In order to exploit this vulnerability, an attacker doesn’t require root permissions to capture data transmissions. The worst part of it is that there’s nothing that would make victims realize that they’re being attacked.
“[The] communications are captured in CLEAR TEXT (no encryption), leaving the information completely exposed. This redirection can take place while leaving the user completely oblivious, believing the data is encrypted and secure,” BGU’s Dudu Mimran noted.
The experts have tested the vulnerability on several Android devices from various vendors. The video POC they made uses a Samsung Galaxy S4.
SSL/TLS traffic can also be intercepted using this attack method, but the content stays encrypted. The experiments have been performed on a properly configured VPN, using Wi-Fi connections, and a computer connected on the same network as the targeted mobile device.
The vulnerability has been reported to Google. It remains to be seen if the search giant classifies this issue as an Android security hole.
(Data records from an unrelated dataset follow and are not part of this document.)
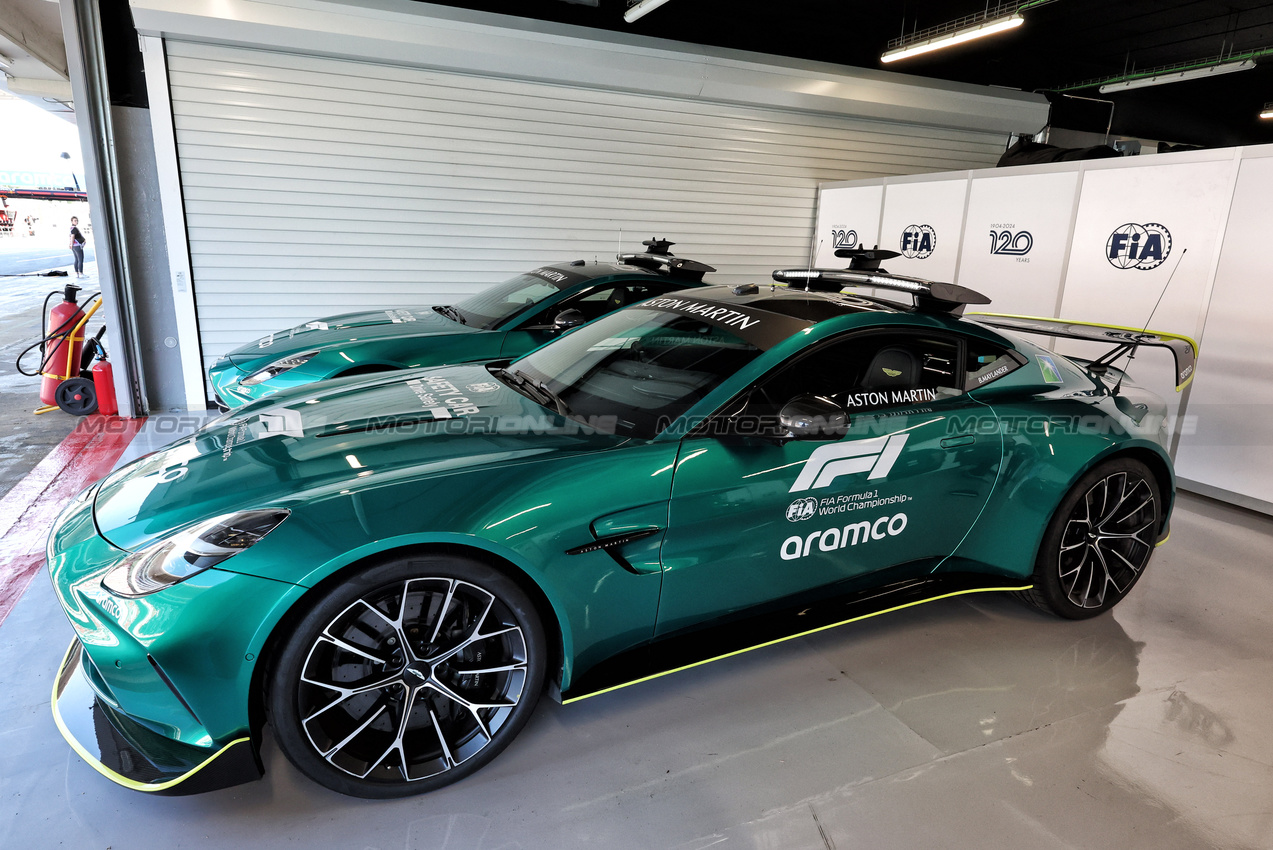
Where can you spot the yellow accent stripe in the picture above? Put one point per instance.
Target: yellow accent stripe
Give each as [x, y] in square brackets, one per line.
[779, 640]
[106, 771]
[1109, 327]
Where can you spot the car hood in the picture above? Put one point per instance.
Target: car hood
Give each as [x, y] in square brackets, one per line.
[343, 330]
[332, 440]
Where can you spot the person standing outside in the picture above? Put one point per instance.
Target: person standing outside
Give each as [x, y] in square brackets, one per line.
[78, 247]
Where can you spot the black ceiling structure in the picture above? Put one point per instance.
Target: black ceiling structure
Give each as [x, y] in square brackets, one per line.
[1061, 43]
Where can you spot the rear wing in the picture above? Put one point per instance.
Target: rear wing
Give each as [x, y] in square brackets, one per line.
[1123, 339]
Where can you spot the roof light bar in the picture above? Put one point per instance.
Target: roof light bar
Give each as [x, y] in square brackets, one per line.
[977, 28]
[931, 295]
[1176, 76]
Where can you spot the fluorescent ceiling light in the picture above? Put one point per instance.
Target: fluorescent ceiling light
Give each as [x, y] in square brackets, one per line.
[1176, 76]
[639, 9]
[954, 37]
A few weeks ago, BGU mobile security researchers claimed to have found a vulnerability impacting the Samsung Knox platform. At the time, Samsung issued an official response saying that the attack exploited legitimate Android network functions in an unintended way for a classic man-in-the-middle attack.
The company noted that the researchers didn’t actually identify a vulnerability in Android or Knox.
Now, BGU researchers clarify that the attack impacting VPN users is different from the one targeting the Samsung Knox platform. Additional technical details on the vulnerability will be made available by the researchers at a later time.